|When "Them" Become "Us" - Page 7|
During several ensuing trainings, I made a concerted effort to avoid getting seduced into "chasing ambulances," as I began to refer to the process of being mesmerized into going after participants' provocative, highly charged comments. While that worked as long as the exchanges occurred among the participants, I wasn't so great when comments were directed at me. With flashbacks of South Carolina, I often clammed up, my head nearly bursting with pent-up feelings, or I jumped too quickly into the fray, getting involved in nonproductive, one-on-one sparring matches. In either case, my inability to manage this recurring dynamic was stifling my effectiveness. I recognized that whatever strides I'd made since the South Carolina nadir, I definitely had room to improve.

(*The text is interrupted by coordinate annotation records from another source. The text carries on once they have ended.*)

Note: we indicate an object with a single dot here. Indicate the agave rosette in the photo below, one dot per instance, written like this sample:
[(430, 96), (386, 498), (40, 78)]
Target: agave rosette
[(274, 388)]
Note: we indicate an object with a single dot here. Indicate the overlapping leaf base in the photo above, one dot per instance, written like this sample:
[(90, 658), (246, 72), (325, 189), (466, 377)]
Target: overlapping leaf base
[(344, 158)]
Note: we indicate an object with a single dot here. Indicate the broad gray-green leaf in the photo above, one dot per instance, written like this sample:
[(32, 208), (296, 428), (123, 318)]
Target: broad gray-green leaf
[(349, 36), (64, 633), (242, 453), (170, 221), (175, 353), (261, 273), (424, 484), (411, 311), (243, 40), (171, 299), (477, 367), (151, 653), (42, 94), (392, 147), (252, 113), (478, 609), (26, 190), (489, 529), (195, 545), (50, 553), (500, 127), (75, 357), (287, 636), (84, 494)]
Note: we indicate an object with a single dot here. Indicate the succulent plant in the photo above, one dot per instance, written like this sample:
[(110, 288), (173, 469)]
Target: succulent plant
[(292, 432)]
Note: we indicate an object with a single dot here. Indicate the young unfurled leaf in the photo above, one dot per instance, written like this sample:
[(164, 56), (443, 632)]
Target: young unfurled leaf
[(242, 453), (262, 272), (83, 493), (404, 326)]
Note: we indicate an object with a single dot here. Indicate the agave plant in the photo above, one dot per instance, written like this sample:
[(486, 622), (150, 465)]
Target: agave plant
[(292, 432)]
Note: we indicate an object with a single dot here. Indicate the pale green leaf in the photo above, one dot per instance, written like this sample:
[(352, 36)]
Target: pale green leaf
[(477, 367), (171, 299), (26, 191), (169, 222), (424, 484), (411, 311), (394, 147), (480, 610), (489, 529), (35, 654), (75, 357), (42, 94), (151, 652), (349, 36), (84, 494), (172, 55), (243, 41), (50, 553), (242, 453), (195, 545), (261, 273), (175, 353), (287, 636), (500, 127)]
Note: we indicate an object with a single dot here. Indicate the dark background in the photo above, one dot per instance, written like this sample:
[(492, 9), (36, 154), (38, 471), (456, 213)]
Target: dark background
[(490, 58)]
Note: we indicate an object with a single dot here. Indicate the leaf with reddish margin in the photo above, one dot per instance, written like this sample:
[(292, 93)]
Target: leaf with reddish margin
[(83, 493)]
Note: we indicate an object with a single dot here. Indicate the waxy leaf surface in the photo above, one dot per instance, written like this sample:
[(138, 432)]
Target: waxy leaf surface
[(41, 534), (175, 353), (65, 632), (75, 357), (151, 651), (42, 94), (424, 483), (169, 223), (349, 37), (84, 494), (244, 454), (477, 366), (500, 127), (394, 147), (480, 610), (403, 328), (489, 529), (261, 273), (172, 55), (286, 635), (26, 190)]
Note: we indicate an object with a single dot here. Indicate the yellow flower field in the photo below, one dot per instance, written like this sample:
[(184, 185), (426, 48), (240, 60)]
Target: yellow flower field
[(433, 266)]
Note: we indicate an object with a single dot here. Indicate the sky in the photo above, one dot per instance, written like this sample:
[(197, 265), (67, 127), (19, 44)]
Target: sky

One cold wintry Sunday afternoon after a long, intense workweek, I was sitting in my living room watching a tight NBA basketball game between my beloved Lakers and their archrivals, the Sacramento Kings. During the last, breathless seconds of the game, the Laker star player was about to score a basket for a sure win. But instead of just keeping it simple, he elected to do a flashy 360-degree slam-dunk, missed the shot, and lost the game. The Laker arena fell silent. The television commentator's remarks were merciless: "This is what happens when you allow the show to get in the way of the game."
His words struck me like a gong. It was as if he were talking to me, not as a basketball fan, but as a trainer/consultant. That's what I'd done—let the show get in the way of the game, letting my desire to be a heroic warrior for social justice get in the way of the slower process of working with people where they were to build relationships and expand awareness.